Criminal,
California Supreme Court
May 6, 2025
State Supreme Court splits 5-2 for death penalty arson blaze that killed firefighters
Justices affirmed a conviction and death sentence for starting the 2006 Esperanza Fire, and the killing of the firefighters, despite a dissent by Justice Kelli M. Evans asserting that a prospective juror was improperly excluded.





The state Supreme Court on Monday affirmed the conviction and death penalty sentence of a man convicted of starting a fire in 2006 in Riverside County during which five firefighters were killed.
But two justices dissented on the death penalty sentence, saying they would have vacated it, arguing that a juror was improperly excluded from the panel for expressing misgivings about imposing the death penalty in the trial of Raymond Lee Oyler.
Riverside County Superior Court Judge W. Charles Morgan dismissed the juror after her responses during voir dire suggested she might favor life without possibility of parole.
Chief Justice Patricia Guerrero, writing for the 5-2 majority, wrote that Morgan "undertook an adequate inquiry in light of [prospective juror] E.W.'s responses; no further questioning was required." People v. Oyler, 2025 DJDAR 3622 (Cal. S. Ct., filed June 15, 2009).
But Justice Kelli M. Evans said the judge excused the juror without clarifying her position. Evans said she would have granted a new trial on the death penalty while affirming Oyler's conviction.
"It is a stretch of the imagination to suggest that E.W. understood the court's questioning to ask whether she would be able to set aside her personal views and follow the law as instructed," Evans wrote in a dissent joined by Justice Goodwin H. Liu. "A court's mere assumptions about a juror's views are not entitled to deference."
Oakland attorney Michael W. Clough, who represented Oyler, had no luck persuading any of the justices that Oyler's conviction should be reversed for starting a series of wildfires with incendiary devices in 2006, culminating in an October 2006 blaze known as the Esperanza Fire that killed firefighters trying to put it out.
Guerrero, writing for the court, affirmed the judgment for the majority.
Evans and Liu frequently have dissented in death penalty cases as well as trials involving the exclusion of jurors.
In a written form, prospective juror E.W. wrote that the death penalty is "a necessary penalty to have," adding that she thought it "should be reserved for cruel" crimes.
Morgan questioned her about whether she was "locked in," either to a penalty of death or of life imprisonment without the possibility of parole, if the defendant were convicted.
"'We have to know your attitude, and everyone else's that sits on this jury, if we do get to that point. And my question to you is, are both options open to you, and real particularly, open to you if we were to get there? E.W. responded, 'No,'" Guerrero wrote.
"The trial court followed up, 'Okay. You believe that you would favor one position over the other?' E.W. answered, 'I honestly do, yes,' the opinion added.
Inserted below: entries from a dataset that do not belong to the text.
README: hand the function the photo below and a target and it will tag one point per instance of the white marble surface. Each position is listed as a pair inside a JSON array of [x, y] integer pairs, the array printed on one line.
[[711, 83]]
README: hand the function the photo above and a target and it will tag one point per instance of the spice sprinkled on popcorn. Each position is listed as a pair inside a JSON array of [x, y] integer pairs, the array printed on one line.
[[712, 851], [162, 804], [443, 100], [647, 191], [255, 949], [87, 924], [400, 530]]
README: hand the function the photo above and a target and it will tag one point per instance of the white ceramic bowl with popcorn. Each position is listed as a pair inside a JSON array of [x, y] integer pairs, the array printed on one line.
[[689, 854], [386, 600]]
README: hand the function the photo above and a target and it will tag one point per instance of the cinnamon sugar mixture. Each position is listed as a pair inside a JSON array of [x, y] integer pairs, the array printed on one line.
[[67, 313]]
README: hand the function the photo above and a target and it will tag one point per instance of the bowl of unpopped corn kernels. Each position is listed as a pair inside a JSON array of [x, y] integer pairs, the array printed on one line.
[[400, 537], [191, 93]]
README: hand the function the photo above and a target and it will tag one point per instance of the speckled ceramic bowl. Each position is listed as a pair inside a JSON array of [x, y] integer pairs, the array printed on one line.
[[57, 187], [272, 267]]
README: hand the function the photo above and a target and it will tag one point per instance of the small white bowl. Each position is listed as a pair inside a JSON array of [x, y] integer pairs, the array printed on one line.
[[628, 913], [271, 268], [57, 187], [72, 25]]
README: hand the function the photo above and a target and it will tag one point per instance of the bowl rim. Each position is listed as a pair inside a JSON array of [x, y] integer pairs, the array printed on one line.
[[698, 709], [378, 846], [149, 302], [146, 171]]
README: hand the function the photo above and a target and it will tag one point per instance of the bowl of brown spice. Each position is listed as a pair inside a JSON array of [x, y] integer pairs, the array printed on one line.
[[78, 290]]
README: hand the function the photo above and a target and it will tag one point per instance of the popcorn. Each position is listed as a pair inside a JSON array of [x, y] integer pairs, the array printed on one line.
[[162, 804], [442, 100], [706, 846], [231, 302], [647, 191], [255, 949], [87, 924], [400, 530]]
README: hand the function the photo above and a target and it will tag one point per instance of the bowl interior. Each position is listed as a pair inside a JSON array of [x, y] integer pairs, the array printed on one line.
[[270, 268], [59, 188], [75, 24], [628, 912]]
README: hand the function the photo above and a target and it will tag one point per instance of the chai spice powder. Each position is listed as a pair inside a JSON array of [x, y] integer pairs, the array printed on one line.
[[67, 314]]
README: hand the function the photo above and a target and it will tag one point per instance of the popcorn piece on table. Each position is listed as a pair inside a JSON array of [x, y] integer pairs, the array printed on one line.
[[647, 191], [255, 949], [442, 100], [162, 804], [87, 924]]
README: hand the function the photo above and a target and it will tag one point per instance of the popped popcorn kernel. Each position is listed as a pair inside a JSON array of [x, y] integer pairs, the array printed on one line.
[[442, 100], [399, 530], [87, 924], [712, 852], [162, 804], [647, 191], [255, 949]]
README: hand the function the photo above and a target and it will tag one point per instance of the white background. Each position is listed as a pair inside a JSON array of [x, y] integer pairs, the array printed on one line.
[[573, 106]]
Morgan responded, "That's all we need," and dismissed her from the jury.
Guerrero distinguished the case from the state Supreme Court's own precedent in People v. Leon (2015) 61 Cal.4th 569, in which the justices found there had been inadequate follow-up to statements by prospective jurors. In this case, she added, there had been.
Evans, however, said the trial judge erred in failing to clarify the prospective juror's position and ask whether she could set aside her personal views.
"The sentiment that E.W. was not 'open' to both penalties and 'favored' one over the other is not 'unequivocal' in its rejection of the death penalty," Evans wrote. "True, E.W. did not elaborate when providing answers. ... Yet the substance of her answers, given the questions posed, did not foreclose consideration of the death penalty."
Clough, in an email, wrote that he believes new evidence he has obtained in recent years will prove that Oyler did not start the Esperanza fire and plans to present that evidence in habeas corpus proceedings.
Deputy Attorney General Meredith S. White could not be reached for comment. During oral arguments, she said trial court judges are accorded deference because they can assess demeanor and tone to decide whether to dismiss a juror.
"The trial court is in the best position to make it," she said, referring to a decision to remove a juror.